Une heureuse surprise!  La prose ciselée de Pierre Michon prend ici toute son ampleur, baignée dans les  tableaux de Vincent Van Gogh, tels que pouvait les voir un facteur arlésien. Il serait resté anonyme s’il n’avait fait plusieurs portraits de lui et de sa famille et si l’auteur des Vies minuscules n’avait imaginé cette biographie romancée, liée à celle dramatique et bien connue de l’artiste.

 L’écrivain creusois se plait à évoquer des gens simples du peuple, comme ici ce modeste employé des Postes, «alcoolique et républicain», ami de l’homme à l’oreille coupée, partageant des tournées d’absinthe avec lui, et témoin de sa démence, dans sa rage de peindre. L’ignorance de Joseph Roulin pour les choses de l’art confère à son regard sur la vie et l’œuvre de Vincent Van Gogh, une innocence dont nous sommes aujourd’hui privés et que Thierry Jolivet nous invite à retrouver. Par les yeux de ce facteur, nous regardons vivre et mourir le spectre décharné de ce fou de Vincent.

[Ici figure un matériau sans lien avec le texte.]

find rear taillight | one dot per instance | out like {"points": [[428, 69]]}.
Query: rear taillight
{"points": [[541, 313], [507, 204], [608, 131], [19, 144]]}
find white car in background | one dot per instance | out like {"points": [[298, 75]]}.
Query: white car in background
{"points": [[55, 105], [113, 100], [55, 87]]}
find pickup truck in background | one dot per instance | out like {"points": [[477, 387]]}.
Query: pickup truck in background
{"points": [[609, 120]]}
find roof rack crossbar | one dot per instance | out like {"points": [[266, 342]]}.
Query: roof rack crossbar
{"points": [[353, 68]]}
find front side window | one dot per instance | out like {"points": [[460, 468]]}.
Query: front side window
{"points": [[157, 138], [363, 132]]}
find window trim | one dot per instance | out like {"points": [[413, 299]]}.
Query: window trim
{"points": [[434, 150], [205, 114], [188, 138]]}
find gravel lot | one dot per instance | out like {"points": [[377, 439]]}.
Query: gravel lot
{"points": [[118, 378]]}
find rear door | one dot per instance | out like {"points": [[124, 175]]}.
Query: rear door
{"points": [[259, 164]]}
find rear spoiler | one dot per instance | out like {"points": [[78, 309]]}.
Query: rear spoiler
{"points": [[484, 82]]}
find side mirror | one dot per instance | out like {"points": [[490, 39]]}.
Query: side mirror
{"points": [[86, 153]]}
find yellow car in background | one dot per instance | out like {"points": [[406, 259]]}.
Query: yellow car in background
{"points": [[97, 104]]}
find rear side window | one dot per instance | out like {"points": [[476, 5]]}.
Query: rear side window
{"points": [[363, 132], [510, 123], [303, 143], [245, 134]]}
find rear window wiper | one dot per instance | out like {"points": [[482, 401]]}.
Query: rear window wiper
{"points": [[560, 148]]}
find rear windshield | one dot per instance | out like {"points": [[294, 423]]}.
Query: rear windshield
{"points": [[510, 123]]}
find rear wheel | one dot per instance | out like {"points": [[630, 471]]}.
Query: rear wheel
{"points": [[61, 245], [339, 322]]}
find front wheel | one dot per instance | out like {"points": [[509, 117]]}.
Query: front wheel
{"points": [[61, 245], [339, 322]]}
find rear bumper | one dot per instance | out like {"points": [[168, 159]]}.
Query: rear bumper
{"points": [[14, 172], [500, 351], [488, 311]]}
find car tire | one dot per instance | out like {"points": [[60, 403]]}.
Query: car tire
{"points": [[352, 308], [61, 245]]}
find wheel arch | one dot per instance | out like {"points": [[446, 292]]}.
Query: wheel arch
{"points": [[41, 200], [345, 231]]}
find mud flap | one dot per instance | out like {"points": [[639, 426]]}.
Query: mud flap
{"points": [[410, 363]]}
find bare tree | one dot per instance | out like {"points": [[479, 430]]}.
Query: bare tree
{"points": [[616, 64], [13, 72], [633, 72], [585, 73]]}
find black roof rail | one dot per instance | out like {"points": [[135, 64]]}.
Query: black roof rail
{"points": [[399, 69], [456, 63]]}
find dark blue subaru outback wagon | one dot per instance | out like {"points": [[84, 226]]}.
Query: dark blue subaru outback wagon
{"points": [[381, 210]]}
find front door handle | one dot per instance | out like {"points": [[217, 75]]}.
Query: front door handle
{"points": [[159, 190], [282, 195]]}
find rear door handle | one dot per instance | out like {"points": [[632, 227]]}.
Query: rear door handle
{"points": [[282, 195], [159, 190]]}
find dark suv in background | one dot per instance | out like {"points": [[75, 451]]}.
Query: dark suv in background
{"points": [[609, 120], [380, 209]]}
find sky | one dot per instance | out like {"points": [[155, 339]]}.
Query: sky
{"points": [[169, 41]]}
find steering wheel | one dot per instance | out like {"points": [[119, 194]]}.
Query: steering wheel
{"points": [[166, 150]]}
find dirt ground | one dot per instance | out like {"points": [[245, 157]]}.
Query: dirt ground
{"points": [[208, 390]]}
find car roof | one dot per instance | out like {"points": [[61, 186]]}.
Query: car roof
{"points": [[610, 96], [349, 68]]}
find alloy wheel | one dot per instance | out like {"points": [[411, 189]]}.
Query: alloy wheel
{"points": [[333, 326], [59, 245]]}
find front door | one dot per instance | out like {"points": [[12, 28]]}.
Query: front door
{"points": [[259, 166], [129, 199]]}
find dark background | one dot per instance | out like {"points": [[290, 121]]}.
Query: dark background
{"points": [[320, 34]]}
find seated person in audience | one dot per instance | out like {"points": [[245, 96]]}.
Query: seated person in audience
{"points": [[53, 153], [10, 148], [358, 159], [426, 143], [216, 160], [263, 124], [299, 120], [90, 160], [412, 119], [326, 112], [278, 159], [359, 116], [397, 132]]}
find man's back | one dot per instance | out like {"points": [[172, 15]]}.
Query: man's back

L’acteur se détache sur le bleu cobalt d’une de ses toiles, mais agrandie à la taille du miroir qui occupe tout le fond de scène et se reflète sur les flancs et le sol. «Tout l’enjeu du spectacle, dit-il, a consisté à fabriquer une forme qui accompagne les spectateurs dans le récit en maintenant l’écoute dans la sensation visuelle des œuvres du peintre. » Formé au Conservatoire de Lyon il a, depuis dix ans, adapté au théâtre: Fiodor Dostoïevski, Blaise Cendrars, Dante Alighieri, Mikhaïl Boulgakov… Artiste associé aux Célestins-Théâtre de Lyon, il y a créé ce spectacle qui, malheureusement, a depuis été  peu joué pour cause de covid.

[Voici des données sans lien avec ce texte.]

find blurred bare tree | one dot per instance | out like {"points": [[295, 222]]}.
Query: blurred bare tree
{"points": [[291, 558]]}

 Immergé dans les couleurs et les formes tournoyantes qui envahissent le plateau, sans pour autant parasiter le texte, Thierry Jolivet trouve la juste diction, calme et obsédante et réalise un bel équilibre entre son interprétation, la composition musicale de Jean-Baptiste Cognet et Yann Sandeau, discrètement présents sur scène, le découpage vidéo de Florian Bardet, l’espace et les lumières de David Debrinay et Nicolas Galland. Les miroirs, démultipliant les tableaux, en effacent les contours et en explosent les cadres. Nous entrons en plongée dans les couleurs brutales appliquées au couteau, dans ces images de champs de blé, d’amandiers en fleurs au pied des Alpilles, de soleil implacable brûlant, jaune chrome numéro 3, comme l’absinthe. Apparaissent et s’entrelacent les visages de Joseph et Vincent, ceux des hommes et femmes qu’ils connurent, et les lieux qu’ils fréquentèrent ensemble. Des impressions du passé et lambeaux de vie nous mènent jusqu’à Saint-Rémy-de-Provence où fut interné Vincent. Et à Marseille où Joseph Roulin apprendra la mort de son ami et où il finira ses jours dans l’alcool, rêvant, en rouge qu’il était, aux lendemains qui chantent… Il céda son portrait, gratuitement, pour la gloire, à un marchand de tableaux parisien très chic qui lui en offrait pourtant une somme rondelette.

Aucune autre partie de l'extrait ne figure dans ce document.